A huge amount of people play Pokemon games at my school though. When HeartGold and Soulsilver released, everyone in the hallways had their Pokewalkers on them, haha.


----------



## AndyB (Jan 1, 2011)

Jake. said:
			
		

> Marcus said:
> 
> 
> 
> ...


How does this tie into Nigel?


----------



## Gnome (Jan 1, 2011)

AndyB said:
			
		

> Jake. said:
> 
> 
> 
> ...


Everything ties into Nigel.


----------



## Ciaran (Jan 1, 2011)

Gnome said:
			
		

> AndyB said:
> 
> 
> 
> ...


God, I hate Nigel.

@Trevor: olawl


----------



## Ron Ronaldo (Jan 2, 2011)

None, really. :> Unless I'm talking to people who are anti-videogame in general, but then it doesn't come up in conversation.


----------



## Princess (Jan 2, 2011)

None?


----------



## Cottonball (Jan 2, 2011)

None, I dont parade the games I play but if someone asked if I played it I would tell them.


----------



## -Aaron (Jan 2, 2011)

None. Let haters hate, they're not going to tell me what I'm suppose to enjoy and what I'm not.


----------



## Dimitri Petrenko (Jan 2, 2011)

None my entire school plays COD


----------



## ACKid9 (Jan 2, 2011)

None.


----------



## ACCFDude1 (Jan 2, 2011)

I have about 3-4 Facebook games I play I never tell my friends I play, FarmVille, CityVille, CafeWorld, and TreasureIsle.


----------



## Yokie (Jan 2, 2011)

Like every Nintendo game that's 3+. Now there's 10 year olds who play 16-18+ games.

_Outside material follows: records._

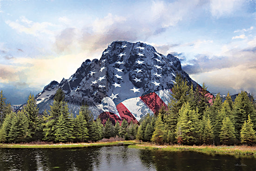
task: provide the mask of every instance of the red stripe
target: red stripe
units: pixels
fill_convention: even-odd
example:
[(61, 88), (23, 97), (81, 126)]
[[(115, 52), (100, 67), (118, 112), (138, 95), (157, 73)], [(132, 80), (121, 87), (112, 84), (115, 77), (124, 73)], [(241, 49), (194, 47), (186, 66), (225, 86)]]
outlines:
[(141, 96), (141, 99), (152, 110), (154, 113), (158, 112), (162, 105), (167, 108), (167, 105), (155, 92)]
[(125, 119), (129, 123), (132, 120), (134, 123), (138, 123), (138, 121), (135, 118), (135, 117), (133, 115), (132, 113), (129, 111), (122, 103), (120, 103), (116, 105), (116, 109), (122, 120)]

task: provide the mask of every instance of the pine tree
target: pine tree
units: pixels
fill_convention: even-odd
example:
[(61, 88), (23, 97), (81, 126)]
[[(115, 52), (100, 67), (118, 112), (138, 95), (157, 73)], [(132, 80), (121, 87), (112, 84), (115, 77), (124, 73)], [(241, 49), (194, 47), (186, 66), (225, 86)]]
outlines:
[(244, 121), (247, 120), (248, 115), (250, 115), (251, 121), (254, 125), (254, 128), (256, 129), (256, 112), (254, 105), (246, 92), (242, 91), (236, 97), (234, 104), (233, 111), (234, 125), (236, 137), (237, 139), (240, 138), (240, 132), (242, 126)]
[(85, 142), (88, 140), (87, 123), (84, 116), (80, 113), (74, 119), (74, 136), (75, 142)]
[(228, 116), (225, 117), (220, 131), (220, 142), (226, 145), (234, 144), (236, 140), (235, 133), (235, 126), (231, 119)]
[(106, 122), (105, 127), (103, 129), (104, 138), (109, 138), (110, 137), (114, 136), (113, 132), (114, 130), (114, 126), (112, 122), (108, 118)]
[(204, 115), (201, 121), (199, 135), (202, 144), (210, 144), (214, 138), (213, 128), (208, 115)]
[[(175, 81), (172, 89), (170, 103), (168, 105), (167, 114), (164, 117), (166, 130), (167, 131), (170, 130), (173, 135), (175, 134), (179, 111), (183, 104), (189, 101), (189, 96), (187, 95), (189, 92), (187, 81), (184, 81), (180, 74), (177, 75)], [(171, 139), (174, 139), (175, 137)]]
[(253, 123), (251, 122), (250, 115), (248, 115), (248, 120), (245, 121), (242, 126), (240, 133), (241, 143), (248, 145), (253, 145), (256, 142), (256, 136)]
[(163, 144), (165, 134), (164, 126), (162, 116), (161, 115), (159, 115), (155, 122), (155, 129), (151, 138), (152, 142), (161, 145)]
[(103, 136), (103, 125), (101, 119), (98, 118), (92, 125), (92, 134), (90, 137), (93, 142), (96, 142), (102, 139)]
[(54, 132), (54, 142), (66, 142), (69, 136), (66, 130), (66, 122), (64, 115), (61, 114), (58, 118), (56, 125), (56, 131)]
[(198, 105), (199, 119), (201, 119), (202, 118), (202, 115), (203, 115), (204, 112), (209, 105), (209, 104), (208, 102), (209, 98), (207, 95), (208, 93), (208, 92), (207, 91), (207, 87), (205, 86), (204, 83), (202, 84), (202, 91), (201, 92), (201, 96), (200, 96), (200, 98)]
[(124, 135), (127, 132), (127, 128), (128, 127), (128, 123), (125, 119), (123, 120), (121, 124), (121, 127), (119, 132), (120, 137), (124, 138)]
[(20, 143), (27, 141), (30, 138), (28, 121), (23, 111), (14, 115), (8, 137), (11, 142)]
[(115, 136), (119, 136), (119, 131), (120, 130), (120, 124), (118, 121), (116, 121), (116, 123), (115, 123), (115, 129), (114, 129), (114, 132), (115, 132)]
[(27, 117), (29, 129), (31, 138), (29, 141), (41, 140), (43, 138), (43, 130), (40, 122), (38, 108), (34, 96), (30, 94), (27, 104), (24, 106), (23, 112)]
[(153, 132), (154, 129), (152, 124), (151, 123), (148, 124), (145, 130), (145, 136), (144, 139), (145, 141), (150, 141), (150, 140), (152, 138)]
[(0, 142), (10, 142), (9, 133), (12, 126), (12, 120), (14, 118), (15, 115), (14, 112), (11, 112), (6, 115), (2, 126), (0, 129)]
[(234, 102), (233, 102), (230, 95), (229, 94), (229, 92), (228, 92), (228, 94), (227, 95), (227, 96), (226, 96), (226, 100), (227, 100), (227, 102), (229, 104), (230, 110), (233, 111)]
[(194, 145), (198, 143), (199, 122), (197, 111), (191, 109), (186, 103), (179, 112), (176, 129), (176, 139), (181, 144)]
[(3, 124), (5, 118), (7, 115), (6, 107), (7, 105), (5, 103), (6, 98), (3, 95), (3, 91), (0, 92), (0, 127)]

I try not to feel embarrassed, but I just can't help it. : I


----------



## Miranda (Jan 2, 2011)

My close friends make fun of me for playing the hard core games. Many of my friends don't really play games so they laugh when I tell them about Halo etc, but that's only cause I'm a girl and they find it funny and they call me a nerd, but total fun, nothing serious.. But I'm not ashamed to play any games, and they would never actually judge me by that, if your friend's judge you by what games you play, you got some sucky friends....


----------



## lilypad (Jan 2, 2011)

I don't really even play video games .. maybe once a month but the only one I could see my friends commenting on is animal crossing. Chances are they wouldn't even know the game anyways. I probably wouldn't be embarrassed either way.


----------



## Josh (Jan 2, 2011)

I don't game much anymore, But If people make fun of me playing a game then I don't care because they won't tell me what I can and can't play.


----------



## Ehingen Guy (Jan 2, 2011)

None. My friends and colleagues from work know that I'm into Zelda and Mario. Sometimes we played Mario Kart during our lunch break.


----------



## Slickyrider (Jan 3, 2011)

Animefan said:
			
		

> None my entire school plays COD


Ugh, same here...

I tried to convince them to play other games, and I even suggested Metroid. I was like, "You would like it, some of it is senselessly shooting at things". They rejected it.

I'm a proud Pokemon player, and everyone hates me for it.


----------



## ACCF18 (Jan 3, 2011)

People make fun of me for playing Dora: The Explorer and My Little Pony games. Can't an ordinary guy enjoy his favorite video games anymore? :l


----------



## Psychonaut (Jan 3, 2011)

Slickyrider said:
			
		

> I'm a proud Pokemon player, and everyone hates me for it.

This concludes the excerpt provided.